COPENHAGEN: On 1 December 2016, Maersk Line announced its intention to acquire Hamburg Süd, the German container shipping line, and on 14 March 2017, Maersk Line announced the signing of a sale and purchase agreement with the Oetker Group, owner of Hamburg Süd.
Today, the sale and purchase agreement for Maersk Line’s acquisition of Hamburg Süd was approved by the boards of Maersk Line and the Oetker Group. The acquisition still remains subject to regulatory approvals.
Maersk Line will acquire Hamburg Süd for EUR 3.7 billion on a cash and debt-free basis. Maersk Line will finance the acquisition through a syndicated loan facility.
“We have taken a decisive step towards the shared future of Maersk Line and Hamburg Süd. Our due diligence confirmed that Hamburg Süd is a well-run company with strong and highly respected brands. We have confirmed the anticipated synergies and we are convinced that our plan to maximize customer retention is the right path forward. I have no doubt that together we can develop new competitive products to the benefit of our customers and exploit operational synergies. The acquisition is cementing our position as the largest and leading carrier in container shipping, and it will provide great opportunities for the employees of both companies,” says Mr. Søren Skou, CEO of Maersk Line and A.P. Moller – Maersk.

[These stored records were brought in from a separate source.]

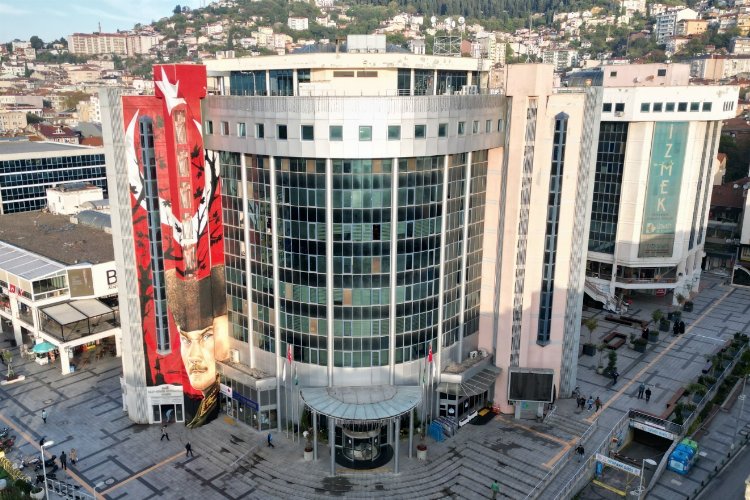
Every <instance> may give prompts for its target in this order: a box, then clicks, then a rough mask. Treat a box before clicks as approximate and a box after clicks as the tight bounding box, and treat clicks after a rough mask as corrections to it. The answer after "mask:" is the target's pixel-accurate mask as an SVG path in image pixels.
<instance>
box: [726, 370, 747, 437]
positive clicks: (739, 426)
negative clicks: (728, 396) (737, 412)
mask: <svg viewBox="0 0 750 500" xmlns="http://www.w3.org/2000/svg"><path fill="white" fill-rule="evenodd" d="M746 383H747V375H746V376H744V377H742V393H741V394H740V396H739V397H738V398H737V399H739V400H740V401H742V405H741V406H740V414H739V415H737V421H736V422H735V424H734V436H732V444H731V446H730V448H729V449H731V450H733V449H734V441H735V440H736V439H737V431H739V429H740V420H742V415H743V414H744V413H745V398H746V396H745V384H746Z"/></svg>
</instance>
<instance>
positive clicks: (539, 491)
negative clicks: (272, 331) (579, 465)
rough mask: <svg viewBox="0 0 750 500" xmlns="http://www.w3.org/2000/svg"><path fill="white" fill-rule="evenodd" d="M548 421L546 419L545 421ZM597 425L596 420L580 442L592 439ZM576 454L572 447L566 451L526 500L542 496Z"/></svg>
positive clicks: (553, 411)
mask: <svg viewBox="0 0 750 500" xmlns="http://www.w3.org/2000/svg"><path fill="white" fill-rule="evenodd" d="M555 409H556V407H555V408H554V409H553V410H552V411H550V413H549V414H548V415H547V416H548V417H549V415H550V414H552V413H553V412H554V410H555ZM545 420H546V419H545ZM596 423H597V421H596V420H594V422H593V423H592V424H591V425H590V426H589V428H588V429H586V430H585V431H584V432H583V434H582V435H581V437H580V438H579V442H581V443H585V442H586V440H588V438H589V437H591V434H593V433H594V430H595V429H596ZM574 453H575V448H573V447H571V448H570V449H568V451H566V452H565V453H564V454H563V456H562V457H561V458H560V460H558V461H557V463H556V464H555V465H554V466H553V467H552V469H550V471H549V472H547V474H546V475H545V476H544V477H543V478H542V479H541V480H540V481H539V482H538V483H537V484H536V485H535V486H534V488H532V490H531V491H530V492H529V493H528V495H526V497H525V498H526V499H531V498H536V495H540V494H541V493H542V491H543V490H544V488H546V487H547V486H548V485H549V483H551V482H552V480H553V479H554V478H555V477H557V475H558V474H559V473H560V471H561V470H562V468H563V467H565V465H567V464H568V462H569V461H570V459H571V456H572V455H573V454H574Z"/></svg>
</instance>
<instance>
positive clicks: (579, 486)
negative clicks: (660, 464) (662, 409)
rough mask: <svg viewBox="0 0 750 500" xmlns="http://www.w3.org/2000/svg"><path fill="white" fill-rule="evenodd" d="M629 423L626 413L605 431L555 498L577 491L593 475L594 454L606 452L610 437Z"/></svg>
mask: <svg viewBox="0 0 750 500" xmlns="http://www.w3.org/2000/svg"><path fill="white" fill-rule="evenodd" d="M629 423H630V415H628V414H627V413H626V414H625V415H624V416H623V417H622V418H621V419H620V420H619V421H618V422H617V423H616V424H615V426H614V427H613V428H612V430H611V431H610V432H609V433H607V436H606V437H605V438H604V439H603V440H602V441H601V443H599V446H597V447H596V448H595V449H594V451H593V452H592V453H591V455H590V456H589V458H587V459H586V462H585V463H584V464H583V465H582V466H581V467H580V468H579V469H578V470H577V471H576V472H575V473H574V474H573V477H571V478H570V480H568V482H567V483H565V485H564V486H563V487H562V488H560V491H559V492H558V493H557V495H555V497H554V498H555V500H557V499H560V498H568V497H569V496H572V492H574V491H578V490H579V489H580V488H581V487H582V485H581V483H582V482H584V481H585V482H586V483H588V482H589V481H590V480H591V478H592V477H593V475H594V469H595V466H594V464H595V463H596V454H597V453H602V454H605V455H606V454H608V452H609V449H610V443H611V442H612V438H613V437H614V436H615V435H617V434H618V433H619V432H621V431H622V428H623V427H627V426H628V425H629Z"/></svg>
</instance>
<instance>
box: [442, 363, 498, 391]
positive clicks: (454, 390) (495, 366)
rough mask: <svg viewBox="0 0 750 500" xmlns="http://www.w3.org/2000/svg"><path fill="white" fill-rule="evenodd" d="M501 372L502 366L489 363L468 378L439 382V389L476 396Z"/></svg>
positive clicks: (491, 383)
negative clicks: (482, 368)
mask: <svg viewBox="0 0 750 500" xmlns="http://www.w3.org/2000/svg"><path fill="white" fill-rule="evenodd" d="M499 374H500V368H497V367H496V366H492V365H489V366H487V367H486V368H485V369H484V370H482V371H480V372H479V373H477V374H476V375H474V376H473V377H471V378H469V379H468V380H463V381H462V382H457V383H453V382H441V383H440V384H438V391H439V392H444V393H446V394H453V395H456V396H458V397H470V396H476V395H477V394H482V393H483V392H484V391H486V390H487V389H489V388H490V386H491V385H492V384H493V383H494V382H495V380H496V379H497V376H498V375H499Z"/></svg>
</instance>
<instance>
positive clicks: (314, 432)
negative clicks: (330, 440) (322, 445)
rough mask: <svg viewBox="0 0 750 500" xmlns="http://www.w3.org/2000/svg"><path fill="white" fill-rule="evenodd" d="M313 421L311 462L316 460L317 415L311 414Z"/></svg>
mask: <svg viewBox="0 0 750 500" xmlns="http://www.w3.org/2000/svg"><path fill="white" fill-rule="evenodd" d="M311 416H312V419H313V460H317V459H318V413H317V412H315V411H312V412H311Z"/></svg>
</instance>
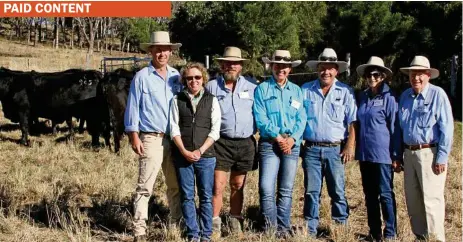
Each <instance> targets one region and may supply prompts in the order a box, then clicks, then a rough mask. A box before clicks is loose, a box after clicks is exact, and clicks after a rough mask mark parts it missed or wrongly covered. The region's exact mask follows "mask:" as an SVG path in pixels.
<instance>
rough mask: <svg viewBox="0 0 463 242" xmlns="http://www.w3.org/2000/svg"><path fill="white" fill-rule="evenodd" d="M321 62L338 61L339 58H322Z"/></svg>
mask: <svg viewBox="0 0 463 242" xmlns="http://www.w3.org/2000/svg"><path fill="white" fill-rule="evenodd" d="M320 61H338V58H336V57H329V56H328V57H327V56H321V57H320Z"/></svg>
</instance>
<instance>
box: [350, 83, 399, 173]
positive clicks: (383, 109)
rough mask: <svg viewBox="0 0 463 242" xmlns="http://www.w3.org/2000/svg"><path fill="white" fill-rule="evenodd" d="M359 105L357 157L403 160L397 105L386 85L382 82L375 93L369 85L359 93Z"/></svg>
mask: <svg viewBox="0 0 463 242" xmlns="http://www.w3.org/2000/svg"><path fill="white" fill-rule="evenodd" d="M358 105H359V108H358V111H357V119H358V123H359V128H360V129H359V132H358V133H359V136H358V137H357V139H356V140H357V149H356V151H357V152H356V159H357V160H360V161H369V162H374V163H385V164H391V163H392V161H393V160H402V151H401V143H402V138H401V133H400V126H399V121H398V119H397V111H398V104H397V101H396V99H395V96H394V95H393V94H392V92H391V90H390V88H389V86H388V85H387V84H386V83H383V84H382V87H381V88H380V93H378V94H377V95H376V96H373V94H372V92H371V90H370V89H369V88H368V89H366V90H365V91H363V92H361V93H360V95H359V99H358Z"/></svg>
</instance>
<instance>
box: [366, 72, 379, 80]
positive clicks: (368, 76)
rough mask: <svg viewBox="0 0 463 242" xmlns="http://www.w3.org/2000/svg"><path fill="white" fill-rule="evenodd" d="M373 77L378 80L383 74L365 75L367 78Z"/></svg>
mask: <svg viewBox="0 0 463 242" xmlns="http://www.w3.org/2000/svg"><path fill="white" fill-rule="evenodd" d="M371 76H373V77H374V78H375V79H378V78H379V77H380V76H381V73H379V72H372V73H369V74H365V78H369V77H371Z"/></svg>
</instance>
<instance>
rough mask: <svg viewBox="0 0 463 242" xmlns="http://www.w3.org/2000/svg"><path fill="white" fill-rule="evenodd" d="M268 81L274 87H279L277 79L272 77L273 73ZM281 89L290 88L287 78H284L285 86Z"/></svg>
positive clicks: (279, 87)
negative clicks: (269, 80)
mask: <svg viewBox="0 0 463 242" xmlns="http://www.w3.org/2000/svg"><path fill="white" fill-rule="evenodd" d="M270 83H271V84H272V85H273V86H274V87H275V88H280V89H281V87H280V85H278V83H277V81H276V80H275V78H274V77H273V75H272V76H271V77H270ZM283 89H286V90H291V85H289V79H288V78H286V83H285V86H284V87H283Z"/></svg>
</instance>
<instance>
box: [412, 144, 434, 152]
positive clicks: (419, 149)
mask: <svg viewBox="0 0 463 242" xmlns="http://www.w3.org/2000/svg"><path fill="white" fill-rule="evenodd" d="M436 146H437V144H420V145H407V144H406V145H405V149H408V150H412V151H413V150H421V149H426V148H432V147H436Z"/></svg>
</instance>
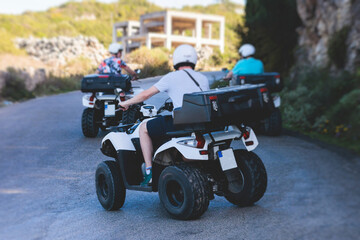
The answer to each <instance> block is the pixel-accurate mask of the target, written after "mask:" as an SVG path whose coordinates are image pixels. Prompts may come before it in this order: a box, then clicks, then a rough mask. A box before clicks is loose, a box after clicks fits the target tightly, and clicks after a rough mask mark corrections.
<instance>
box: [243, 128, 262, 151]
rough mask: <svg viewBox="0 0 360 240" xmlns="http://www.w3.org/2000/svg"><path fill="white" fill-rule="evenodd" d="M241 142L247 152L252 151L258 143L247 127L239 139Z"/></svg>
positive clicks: (251, 129) (254, 136) (254, 133)
mask: <svg viewBox="0 0 360 240" xmlns="http://www.w3.org/2000/svg"><path fill="white" fill-rule="evenodd" d="M241 140H242V141H243V143H244V145H245V147H246V150H248V151H249V152H250V151H252V150H254V149H255V148H256V147H257V145H259V141H258V140H257V137H256V135H255V133H254V131H253V130H252V129H251V128H249V127H246V132H244V133H243V137H242V138H241Z"/></svg>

The acquisition is in line with the Maersk Line’s growth strategy. It represents a unique opportunity to combine two complementary businesses and realise sizable operational synergies as well as commercial opportunities. Combined, the two companies will be able to realise operational synergies in the region of USD 350-400 million annually over the first couple of years following completion of the transaction.
Hamburg Süd will maintain its own structure hereunder its separate brands and is expected to deliver a high customer retention adding to Maersk Line’s growth agenda.
The combined network will include increased number of weekly sailings, faster transit times, more port calls, more direct port-to-port calls and less need for transhipment, to the benefits of both Maersk Line and Hamburg Süd customers.
The cost synergies will primarily be derived from integrating and optimizing the networks as well as standardized procurement. In addition, APM Terminals’ global portfolio will benefit from increased volumes, specifically the many investments made in the Latin America Region.
“We consider the purchase price of EUR 3.7 billion a fair valuation of Hamburg Süd. By keeping Hamburg Süd as a separate and well-run company, we will limit the transaction and integration risks and costs while still extracting the operational synergies. The acquisition of Hamburg Süd will therefore create substantial value to Maersk Line already in 2019,” says Søren Skou.
To continue and strengthen the future growth of Hamburg Süd, Maersk Line emphasizes its plans to preserve the customer value proposition of Hamburg Süd. It also commits to maintain the presence of Hamburg Süd in Hamburg, Germany, and has agreed to lease the local head office, initially for a period of five years.
“Hamburg Süd has a strong brand and an attractive customer value proposition. We believe these elements are key for our acquisition to become a success. Therefore, Hamburg Süd will remain under own management and with full brand responsibility,” says Søren Skou.
“We see the acquisition of Hamburg Süd by Maersk Line as a natural development and we are convinced that Hamburg Süd will thrive under continued own management and maintain not only the services offered to its customers, but also provide its employees a fantastic opportunity to continue shaping the future of the industry as a leading service provider,” says Dr. Ottmar Gast, Chairman of the Hamburg Süd Executive Board.
With the acquisition, Maersk Line and Hamburg Süd will have a total container capacity of around 3.9 million TEU (3.3 million TEU) and an 18.7% (16.0%) global capacity share (Alphaliner per 24 April 2017). The combined fleet will consist of 743 container vessels.
The process of obtaining regulatory approvals is on schedule. On 23 March 2017, the US Department of Justice approved the proposed acquisition and on 10 April 2017, the EU Commission approved the proposed acquisition, subject to conditions.